Retrieval-Augmented Generation is now the standard architecture for production AI systems that need to answer questions about private or recent data. The pattern is simple: embed documents into a vector database, retrieve semantically similar chunks at query time, and feed them to an LLM as context. It's elegant, scalable, and — in its default form — deeply trusting.

The trust model of a RAG system is implicit but significant: the LLM treats retrieved documents as ground truth. When the model is asked "What is our refund policy?" it reads the retrieved chunks and answers from them, with no inherent mechanism to question their authenticity. This trust is the attack surface.

How RAG Poisoning Works

An attacker who can write to the knowledge base — whether through a compromised ingestion pipeline, a public wiki with write access, or uploaded documents — can inject content designed to be retrieved for specific queries. The injected document doesn't need to be the only result; it just needs to appear in context. Once retrieved, it can contain embedded prompt injection: instructions disguised as legitimate content that redirect the model's behavior.

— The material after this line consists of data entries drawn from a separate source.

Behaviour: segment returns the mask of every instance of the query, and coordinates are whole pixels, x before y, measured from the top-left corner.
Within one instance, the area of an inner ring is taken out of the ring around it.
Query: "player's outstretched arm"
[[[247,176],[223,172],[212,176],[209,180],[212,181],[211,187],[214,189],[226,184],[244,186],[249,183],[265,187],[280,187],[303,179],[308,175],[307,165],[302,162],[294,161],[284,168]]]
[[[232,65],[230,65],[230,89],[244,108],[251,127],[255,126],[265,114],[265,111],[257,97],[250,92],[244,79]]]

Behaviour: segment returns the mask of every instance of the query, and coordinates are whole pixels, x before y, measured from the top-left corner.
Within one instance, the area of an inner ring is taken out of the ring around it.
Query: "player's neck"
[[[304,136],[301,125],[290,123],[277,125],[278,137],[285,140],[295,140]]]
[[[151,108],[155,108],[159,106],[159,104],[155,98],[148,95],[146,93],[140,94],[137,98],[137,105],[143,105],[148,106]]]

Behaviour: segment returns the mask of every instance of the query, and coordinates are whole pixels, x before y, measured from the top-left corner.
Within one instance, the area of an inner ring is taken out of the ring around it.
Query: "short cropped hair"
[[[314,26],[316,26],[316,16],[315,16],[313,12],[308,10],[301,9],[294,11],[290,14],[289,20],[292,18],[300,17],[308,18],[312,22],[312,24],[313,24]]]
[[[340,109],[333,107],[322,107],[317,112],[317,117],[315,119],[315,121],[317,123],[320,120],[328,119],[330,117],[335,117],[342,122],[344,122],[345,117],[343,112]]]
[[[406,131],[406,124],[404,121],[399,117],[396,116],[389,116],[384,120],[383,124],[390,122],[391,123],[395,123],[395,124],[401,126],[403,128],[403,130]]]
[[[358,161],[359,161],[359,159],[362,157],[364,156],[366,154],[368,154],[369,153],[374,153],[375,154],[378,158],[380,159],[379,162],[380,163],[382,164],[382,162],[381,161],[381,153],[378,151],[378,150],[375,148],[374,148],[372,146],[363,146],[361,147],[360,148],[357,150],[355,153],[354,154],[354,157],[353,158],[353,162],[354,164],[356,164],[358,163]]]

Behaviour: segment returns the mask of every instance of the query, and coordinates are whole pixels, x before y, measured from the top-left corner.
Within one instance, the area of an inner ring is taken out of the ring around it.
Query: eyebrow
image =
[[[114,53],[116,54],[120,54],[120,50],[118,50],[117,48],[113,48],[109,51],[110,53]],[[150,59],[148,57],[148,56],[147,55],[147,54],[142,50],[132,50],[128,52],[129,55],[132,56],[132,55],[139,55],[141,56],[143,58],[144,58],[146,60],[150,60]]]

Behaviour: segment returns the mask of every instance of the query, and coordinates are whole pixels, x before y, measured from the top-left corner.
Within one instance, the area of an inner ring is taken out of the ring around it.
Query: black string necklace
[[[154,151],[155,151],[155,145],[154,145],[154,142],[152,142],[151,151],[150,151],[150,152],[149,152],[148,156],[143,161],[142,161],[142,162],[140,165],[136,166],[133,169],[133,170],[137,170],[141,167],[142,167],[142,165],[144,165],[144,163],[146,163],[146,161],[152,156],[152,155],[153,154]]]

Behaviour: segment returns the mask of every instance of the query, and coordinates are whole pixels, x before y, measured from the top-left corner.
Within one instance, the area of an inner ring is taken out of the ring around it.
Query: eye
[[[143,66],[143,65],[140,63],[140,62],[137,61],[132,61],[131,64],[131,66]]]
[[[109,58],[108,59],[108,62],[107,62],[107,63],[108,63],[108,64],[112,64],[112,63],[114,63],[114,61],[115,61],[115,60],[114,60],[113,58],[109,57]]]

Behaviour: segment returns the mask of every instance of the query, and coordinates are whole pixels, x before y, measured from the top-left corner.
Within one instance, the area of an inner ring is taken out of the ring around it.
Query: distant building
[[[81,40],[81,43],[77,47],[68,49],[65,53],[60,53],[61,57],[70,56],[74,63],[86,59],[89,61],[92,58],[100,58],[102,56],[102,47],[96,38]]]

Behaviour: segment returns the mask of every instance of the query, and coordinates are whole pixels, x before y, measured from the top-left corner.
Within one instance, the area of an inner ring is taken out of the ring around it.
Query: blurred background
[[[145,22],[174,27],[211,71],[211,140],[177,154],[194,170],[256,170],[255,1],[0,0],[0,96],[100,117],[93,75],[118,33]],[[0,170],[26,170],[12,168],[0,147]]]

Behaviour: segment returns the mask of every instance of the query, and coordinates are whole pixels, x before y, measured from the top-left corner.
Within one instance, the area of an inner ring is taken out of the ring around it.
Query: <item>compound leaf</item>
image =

The attack compounds in agentic systems. A RAG-powered agent that can take actions — send emails, create calendar invites, execute API calls — becomes a vehicle for those actions once its context is poisoned. The attacker's instructions ride inside seemingly legitimate retrieved content, invisible to any log that only records the user's query.

"The vector database is the new SQL table. The question is whether anyone is treating it with the same security discipline."

The Defense Surface

Unlike prompt injection in the input layer, RAG poisoning is easier to mitigate in principle: you control the knowledge base. Access controls, write audit logs, and document provenance tracking are all conventional security measures that apply directly. The failure mode is organizational — teams that treat the vector database as an append-only cache rather than as a security boundary.

The harder problem is external RAG — systems that retrieve from the live web, third-party APIs, or user-provided documents. Here the attack surface is unbounded. The appropriate model is to treat all retrieved content as untrusted input, never as trusted instructions — but current LLM architectures make this distinction difficult to enforce architecturally. Until that changes, the most reliable defense is careful scoping: don't build RAG agents that can take irreversible actions without explicit human confirmation.